Each process mentioned here has an associated cleaning or backwash process. At the most optimal time, the impurities (sludge) removed in the process are conveyed to holding ponds or lagoons. Later, the sludge is moved to an open-air drying bed where water is evaporated. The goal is to dry the sludge as much as possible before it is properly disposed off-site.
The expanded Middle Fork Drinking Water Plant not only features more capacity, but it will demonstrate innovative energy recovery as well. At the point where raw water enters flocculation, pressure reduction was required for the South Fork water. Rather than wasting that energy through a large pressure-reducing valve, Francis turbines were added to generate electrical energy from water passing through the turbines. The electricity generated is then used to power other parts of the treatment process.

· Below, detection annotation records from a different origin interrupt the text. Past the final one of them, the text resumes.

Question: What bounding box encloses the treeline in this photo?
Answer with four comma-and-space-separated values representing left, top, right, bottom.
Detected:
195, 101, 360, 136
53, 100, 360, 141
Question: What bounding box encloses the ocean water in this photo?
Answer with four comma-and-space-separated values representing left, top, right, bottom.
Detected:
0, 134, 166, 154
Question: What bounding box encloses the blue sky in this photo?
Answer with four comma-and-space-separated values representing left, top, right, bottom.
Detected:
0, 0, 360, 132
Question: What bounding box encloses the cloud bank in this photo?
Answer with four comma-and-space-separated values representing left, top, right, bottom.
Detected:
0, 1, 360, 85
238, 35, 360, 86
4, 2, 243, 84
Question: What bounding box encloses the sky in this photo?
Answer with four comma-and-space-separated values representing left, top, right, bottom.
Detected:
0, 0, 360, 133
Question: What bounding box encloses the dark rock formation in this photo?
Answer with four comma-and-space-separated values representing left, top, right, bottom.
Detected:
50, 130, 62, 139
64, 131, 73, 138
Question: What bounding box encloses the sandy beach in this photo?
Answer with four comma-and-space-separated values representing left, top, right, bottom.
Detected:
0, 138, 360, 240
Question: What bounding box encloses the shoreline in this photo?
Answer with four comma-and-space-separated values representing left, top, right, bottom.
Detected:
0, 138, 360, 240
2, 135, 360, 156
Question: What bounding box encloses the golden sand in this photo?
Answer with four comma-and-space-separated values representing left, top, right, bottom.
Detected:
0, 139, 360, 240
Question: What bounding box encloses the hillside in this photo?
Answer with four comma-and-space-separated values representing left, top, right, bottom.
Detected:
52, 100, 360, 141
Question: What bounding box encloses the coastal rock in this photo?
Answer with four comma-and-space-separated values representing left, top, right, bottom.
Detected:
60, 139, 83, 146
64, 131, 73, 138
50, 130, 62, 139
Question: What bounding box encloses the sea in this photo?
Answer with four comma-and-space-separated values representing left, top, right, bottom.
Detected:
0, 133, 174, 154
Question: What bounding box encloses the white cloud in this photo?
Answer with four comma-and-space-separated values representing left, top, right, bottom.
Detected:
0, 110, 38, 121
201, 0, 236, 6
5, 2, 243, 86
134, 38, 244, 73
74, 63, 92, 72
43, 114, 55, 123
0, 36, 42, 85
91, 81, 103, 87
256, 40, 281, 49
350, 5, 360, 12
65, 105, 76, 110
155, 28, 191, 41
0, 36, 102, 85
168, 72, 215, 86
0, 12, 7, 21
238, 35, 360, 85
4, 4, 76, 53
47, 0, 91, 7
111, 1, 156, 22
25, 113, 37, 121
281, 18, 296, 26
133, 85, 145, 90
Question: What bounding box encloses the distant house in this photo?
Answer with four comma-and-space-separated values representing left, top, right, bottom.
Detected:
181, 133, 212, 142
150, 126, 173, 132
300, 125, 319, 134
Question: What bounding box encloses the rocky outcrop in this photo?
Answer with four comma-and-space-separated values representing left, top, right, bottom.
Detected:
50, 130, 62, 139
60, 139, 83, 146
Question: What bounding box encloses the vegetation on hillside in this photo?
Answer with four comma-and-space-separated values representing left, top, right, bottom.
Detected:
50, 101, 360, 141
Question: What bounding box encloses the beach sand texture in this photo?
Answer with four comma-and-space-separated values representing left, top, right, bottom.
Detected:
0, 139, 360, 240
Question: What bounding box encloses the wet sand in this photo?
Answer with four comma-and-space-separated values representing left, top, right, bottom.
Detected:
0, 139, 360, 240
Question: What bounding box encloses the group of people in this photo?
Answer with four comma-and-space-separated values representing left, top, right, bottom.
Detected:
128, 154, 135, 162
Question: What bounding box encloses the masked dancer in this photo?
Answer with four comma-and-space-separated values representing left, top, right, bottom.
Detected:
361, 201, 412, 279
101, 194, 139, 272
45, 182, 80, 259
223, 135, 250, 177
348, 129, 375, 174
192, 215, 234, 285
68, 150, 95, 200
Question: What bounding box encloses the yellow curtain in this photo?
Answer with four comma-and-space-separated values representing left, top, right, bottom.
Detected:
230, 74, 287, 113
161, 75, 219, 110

The Middle Fork Drinking Water Plant has received numerous awards, including the Virginia Department of Health Optimization Program Gold Award. This award recognized the facility as one of the top performing water plants in Virginia. The mission of Virginia’s Optimization Program (VOP) is to encourage waterworks to provide water with a quality that exceeds minimum regulatory standards and to operate water systems in an exemplary manner. VOP attempts to accomplish this mission by establishing optimization goals, communicating the goals to affected waterworks, and measuring performance. The Virginia Department of Health believes that when waterworks owners and operators are aware of enhanced performance goals and track specific performance measures, they will improve the finished water quality delivered to their consumers and enhance public health protection. Water treatment plants are graded on six criteria. To meet gold standards, a water treatment plant must meet or exceed goals at least 95 percent of the time. From 2010 to 2012, the Middle Fork facility was ranked No. 1 out of 130 similarly sized facilities in Virginia.
The Middle Fork Drinking Water Plant is manned 24 hours per day, seven days per week, 365 days per year. The plant also serves as the after-hours call center for customers who have questions after normal business hours.
Areas served daily by the Middle Fork Drinking Water Plant include the Town of Abingdon, points north along and adjacent to Route 19, along Route 75 to Green Springs Road, and adjacent areas all the way to the City of Bristol, Va., and the City of Bristol, Tenn., and Scott County, Va. When necessary, the plant can also replace the Mill Creek and Reservation Spring sources (except for Taylor’s Valley).